Berit agreed to call her if Justus didn’t come home in the next few hours. Justus had the cell phone with him but didn’t pick up when Berit called.
Ann’s parents were coming in a few hours. The temperature of the ham had inched up to forty-eight degrees. Ann stared dully into the broth and watched a few peppercorns swirl around in circles, like the planets in their unchanging orbits.

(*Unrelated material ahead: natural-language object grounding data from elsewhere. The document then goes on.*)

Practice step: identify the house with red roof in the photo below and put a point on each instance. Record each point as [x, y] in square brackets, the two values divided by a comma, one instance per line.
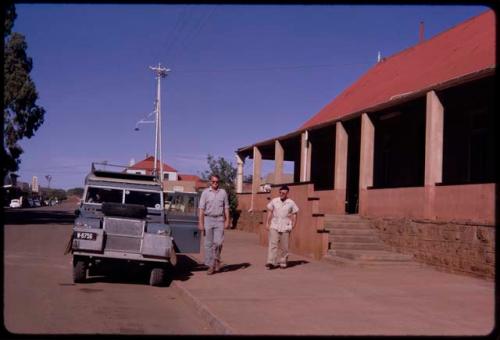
[408, 147]
[172, 180]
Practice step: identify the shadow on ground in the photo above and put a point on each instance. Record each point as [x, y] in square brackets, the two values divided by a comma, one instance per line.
[35, 216]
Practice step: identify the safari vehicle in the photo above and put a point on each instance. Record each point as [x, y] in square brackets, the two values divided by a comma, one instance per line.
[122, 222]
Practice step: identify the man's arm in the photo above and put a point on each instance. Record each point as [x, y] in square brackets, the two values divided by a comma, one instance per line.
[268, 218]
[226, 218]
[294, 220]
[201, 219]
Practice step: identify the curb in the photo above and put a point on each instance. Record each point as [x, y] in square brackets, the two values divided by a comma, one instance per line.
[217, 324]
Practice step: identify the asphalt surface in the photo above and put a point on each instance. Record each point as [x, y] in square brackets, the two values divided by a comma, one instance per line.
[41, 298]
[320, 298]
[307, 298]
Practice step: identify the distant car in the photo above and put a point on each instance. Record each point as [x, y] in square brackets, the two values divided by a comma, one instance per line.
[15, 203]
[29, 203]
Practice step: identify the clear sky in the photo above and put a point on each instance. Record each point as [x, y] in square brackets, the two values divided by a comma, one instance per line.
[240, 74]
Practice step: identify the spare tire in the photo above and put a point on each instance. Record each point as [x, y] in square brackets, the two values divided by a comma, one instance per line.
[124, 210]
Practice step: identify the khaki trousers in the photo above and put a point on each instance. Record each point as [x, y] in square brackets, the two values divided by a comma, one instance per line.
[278, 247]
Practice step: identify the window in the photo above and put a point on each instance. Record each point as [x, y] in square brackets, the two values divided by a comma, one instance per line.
[101, 195]
[181, 204]
[149, 199]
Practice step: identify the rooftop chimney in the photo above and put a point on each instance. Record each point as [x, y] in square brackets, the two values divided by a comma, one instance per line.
[421, 32]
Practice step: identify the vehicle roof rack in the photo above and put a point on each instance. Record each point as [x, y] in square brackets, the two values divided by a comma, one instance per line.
[119, 174]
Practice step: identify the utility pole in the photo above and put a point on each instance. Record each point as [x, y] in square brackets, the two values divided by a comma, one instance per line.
[160, 72]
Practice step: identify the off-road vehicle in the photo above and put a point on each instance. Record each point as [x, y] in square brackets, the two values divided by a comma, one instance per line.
[126, 222]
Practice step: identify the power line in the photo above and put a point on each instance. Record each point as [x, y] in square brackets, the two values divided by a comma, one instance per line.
[181, 24]
[195, 32]
[273, 68]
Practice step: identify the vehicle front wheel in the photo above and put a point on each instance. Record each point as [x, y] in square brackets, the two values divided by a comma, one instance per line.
[79, 271]
[157, 276]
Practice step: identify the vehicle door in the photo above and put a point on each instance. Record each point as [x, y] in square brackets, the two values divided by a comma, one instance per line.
[181, 213]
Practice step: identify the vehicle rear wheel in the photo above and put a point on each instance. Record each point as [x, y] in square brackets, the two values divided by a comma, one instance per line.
[79, 271]
[157, 276]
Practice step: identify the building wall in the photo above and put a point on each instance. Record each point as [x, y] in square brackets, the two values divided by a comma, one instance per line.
[471, 203]
[454, 247]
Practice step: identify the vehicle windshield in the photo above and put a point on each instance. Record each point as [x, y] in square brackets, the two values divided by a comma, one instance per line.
[101, 195]
[147, 198]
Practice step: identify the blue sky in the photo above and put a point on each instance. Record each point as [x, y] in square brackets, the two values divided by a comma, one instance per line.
[240, 74]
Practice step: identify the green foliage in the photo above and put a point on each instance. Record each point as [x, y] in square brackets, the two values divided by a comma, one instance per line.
[9, 14]
[227, 174]
[75, 192]
[22, 117]
[60, 194]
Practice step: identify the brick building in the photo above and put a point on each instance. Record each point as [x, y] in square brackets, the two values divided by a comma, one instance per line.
[408, 147]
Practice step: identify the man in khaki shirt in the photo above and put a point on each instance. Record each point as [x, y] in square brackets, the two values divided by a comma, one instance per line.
[213, 218]
[281, 219]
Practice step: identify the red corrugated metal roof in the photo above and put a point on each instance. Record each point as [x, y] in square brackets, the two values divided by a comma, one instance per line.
[464, 49]
[147, 164]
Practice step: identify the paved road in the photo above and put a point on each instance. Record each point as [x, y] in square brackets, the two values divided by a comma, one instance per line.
[40, 297]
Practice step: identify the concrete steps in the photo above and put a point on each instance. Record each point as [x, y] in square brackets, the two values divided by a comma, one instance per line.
[353, 242]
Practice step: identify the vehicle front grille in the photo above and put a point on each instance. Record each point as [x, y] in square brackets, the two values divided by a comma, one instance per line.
[123, 226]
[123, 243]
[123, 234]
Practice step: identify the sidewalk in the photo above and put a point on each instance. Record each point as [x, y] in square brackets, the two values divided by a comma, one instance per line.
[320, 298]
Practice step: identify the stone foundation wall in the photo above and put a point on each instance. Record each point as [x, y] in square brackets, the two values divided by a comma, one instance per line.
[449, 246]
[250, 221]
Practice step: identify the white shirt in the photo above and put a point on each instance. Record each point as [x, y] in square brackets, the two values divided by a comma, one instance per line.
[281, 211]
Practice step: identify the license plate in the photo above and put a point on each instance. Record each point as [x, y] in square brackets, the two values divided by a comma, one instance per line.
[85, 235]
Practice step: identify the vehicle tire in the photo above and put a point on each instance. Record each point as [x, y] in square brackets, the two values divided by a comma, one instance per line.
[157, 276]
[79, 271]
[124, 210]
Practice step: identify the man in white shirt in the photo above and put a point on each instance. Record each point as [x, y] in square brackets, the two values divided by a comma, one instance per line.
[281, 219]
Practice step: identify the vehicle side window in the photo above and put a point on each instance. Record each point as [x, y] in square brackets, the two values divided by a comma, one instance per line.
[149, 199]
[181, 204]
[101, 195]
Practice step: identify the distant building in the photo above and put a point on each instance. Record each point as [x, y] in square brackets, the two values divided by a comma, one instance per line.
[409, 146]
[172, 180]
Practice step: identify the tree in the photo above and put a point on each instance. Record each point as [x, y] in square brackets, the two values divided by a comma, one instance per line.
[227, 175]
[22, 116]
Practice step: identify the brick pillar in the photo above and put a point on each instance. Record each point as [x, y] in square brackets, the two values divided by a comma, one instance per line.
[257, 162]
[279, 156]
[305, 157]
[239, 174]
[433, 140]
[367, 151]
[341, 140]
[433, 150]
[340, 182]
[366, 159]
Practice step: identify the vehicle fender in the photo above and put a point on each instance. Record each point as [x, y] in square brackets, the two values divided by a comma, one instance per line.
[82, 242]
[156, 245]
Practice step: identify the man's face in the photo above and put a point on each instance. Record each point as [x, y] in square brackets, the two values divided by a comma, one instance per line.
[283, 194]
[214, 183]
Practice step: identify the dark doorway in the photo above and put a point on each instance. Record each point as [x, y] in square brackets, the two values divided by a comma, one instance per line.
[353, 129]
[323, 157]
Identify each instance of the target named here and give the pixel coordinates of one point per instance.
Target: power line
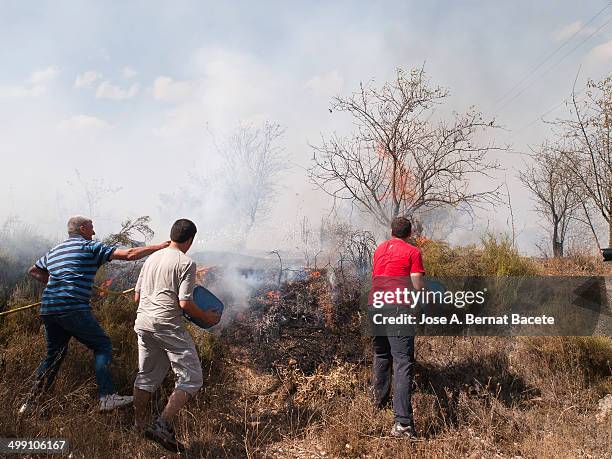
(549, 56)
(554, 65)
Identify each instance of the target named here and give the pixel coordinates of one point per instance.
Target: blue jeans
(59, 328)
(396, 352)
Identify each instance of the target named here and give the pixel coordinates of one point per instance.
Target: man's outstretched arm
(136, 253)
(41, 275)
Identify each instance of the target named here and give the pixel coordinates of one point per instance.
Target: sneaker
(163, 433)
(28, 404)
(400, 431)
(25, 408)
(110, 402)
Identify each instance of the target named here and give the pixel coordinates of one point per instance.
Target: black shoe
(400, 431)
(163, 433)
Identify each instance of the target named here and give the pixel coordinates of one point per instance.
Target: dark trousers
(396, 352)
(59, 328)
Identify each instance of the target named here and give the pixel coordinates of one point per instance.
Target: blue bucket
(206, 301)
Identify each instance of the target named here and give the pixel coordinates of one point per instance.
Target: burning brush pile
(306, 321)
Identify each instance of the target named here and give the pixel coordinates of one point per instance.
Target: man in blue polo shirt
(68, 270)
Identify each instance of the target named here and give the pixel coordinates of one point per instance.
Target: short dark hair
(182, 230)
(401, 227)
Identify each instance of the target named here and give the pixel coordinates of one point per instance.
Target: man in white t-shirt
(163, 291)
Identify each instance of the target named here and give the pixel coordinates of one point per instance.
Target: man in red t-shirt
(396, 262)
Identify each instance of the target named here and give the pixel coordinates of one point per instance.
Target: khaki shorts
(160, 350)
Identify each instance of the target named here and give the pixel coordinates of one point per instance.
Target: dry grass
(270, 394)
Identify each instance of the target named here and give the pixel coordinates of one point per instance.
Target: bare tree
(589, 132)
(554, 191)
(128, 231)
(397, 161)
(253, 161)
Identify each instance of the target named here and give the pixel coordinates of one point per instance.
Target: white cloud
(40, 77)
(229, 87)
(326, 85)
(601, 53)
(81, 122)
(20, 92)
(568, 30)
(34, 86)
(129, 72)
(86, 79)
(106, 90)
(167, 89)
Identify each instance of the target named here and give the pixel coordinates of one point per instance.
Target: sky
(121, 99)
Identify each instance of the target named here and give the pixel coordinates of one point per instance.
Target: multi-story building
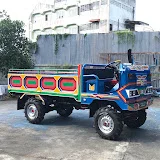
(80, 16)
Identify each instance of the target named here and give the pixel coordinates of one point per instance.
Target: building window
(91, 6)
(95, 5)
(57, 1)
(73, 29)
(60, 30)
(46, 17)
(73, 11)
(104, 2)
(60, 14)
(90, 26)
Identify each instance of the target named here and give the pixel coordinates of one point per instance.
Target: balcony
(71, 3)
(47, 8)
(94, 15)
(36, 26)
(58, 23)
(59, 5)
(71, 20)
(47, 24)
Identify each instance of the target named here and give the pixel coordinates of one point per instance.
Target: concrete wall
(3, 80)
(94, 48)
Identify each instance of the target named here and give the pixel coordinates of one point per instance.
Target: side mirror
(130, 57)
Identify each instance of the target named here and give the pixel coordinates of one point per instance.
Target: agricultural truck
(115, 94)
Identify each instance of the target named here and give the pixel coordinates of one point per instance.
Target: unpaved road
(74, 138)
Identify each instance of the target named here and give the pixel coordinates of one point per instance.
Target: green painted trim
(31, 82)
(48, 83)
(68, 84)
(16, 81)
(45, 93)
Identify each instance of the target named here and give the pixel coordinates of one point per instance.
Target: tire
(34, 111)
(65, 112)
(139, 121)
(107, 116)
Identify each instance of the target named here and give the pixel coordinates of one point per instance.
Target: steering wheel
(114, 65)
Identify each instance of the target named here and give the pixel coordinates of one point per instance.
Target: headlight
(132, 93)
(149, 90)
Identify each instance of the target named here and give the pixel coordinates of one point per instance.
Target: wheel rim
(106, 124)
(32, 111)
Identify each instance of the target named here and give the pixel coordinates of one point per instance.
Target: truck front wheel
(34, 111)
(138, 121)
(108, 123)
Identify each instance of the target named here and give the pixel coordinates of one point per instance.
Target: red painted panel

She walked away from the stove, suddenly nauseated, reminded of the sensations she had felt when she first discovered she was pregnant. Katrin at the health clinic had told her the most likely reason for her pregnancy: she had been taking Saint-John’s-wort and this had neutralized the effect of the pill.
Why this feeling of self-contempt? Was it because she was cooking a ham solely for the benefit of her parents? She wouldn’t have bothered with Christmas otherwise, not hung any decorations. Her desire to see them again was deflated by this sense of duty to perform the role of good daughter and mother.
She feared her mother’s gaze and comments. Ann couldn’t remember her mother being this way while she was growing up. It was her father’s ill health and passivity that had set off a process where controlling her daughter became her dominating focus. Ann had been judged an unsatisfactory mother. It was as if she were fully incapable of taking care of Erik. And perhaps I really can’t do it, she thought. Maybe I’m not fit to raise a son by myself.
“Because I’m destined to stay single,” she said aloud.
She went into Erik’s room, stood by his bed, and looked at him. He was healthy and developmentally on track. Why was she a worse mother than anyone else? Ann knew it was her own insecurity and low self-esteem that was the source of all this self-doubt.
The phone buzzed. She had turned the ringer off so as not to disturb Erik. It was Berit.
“He’s cut up some of the fish,” she said.
“What are you talking about?”
“He’s taken up some of the fish out of the tank and cut their heads off.”
Berit drew air into her lungs as if to stop a scream from escaping.
“This morning?”
“Yes. I thought he had ignored them and not fed them, which is true. But he took out all the Princesses and beheaded them. I don’t get it.”
“The Princesses?”
“That’s the name of the fish. The Princess of Burundi. The other ones are untouched.”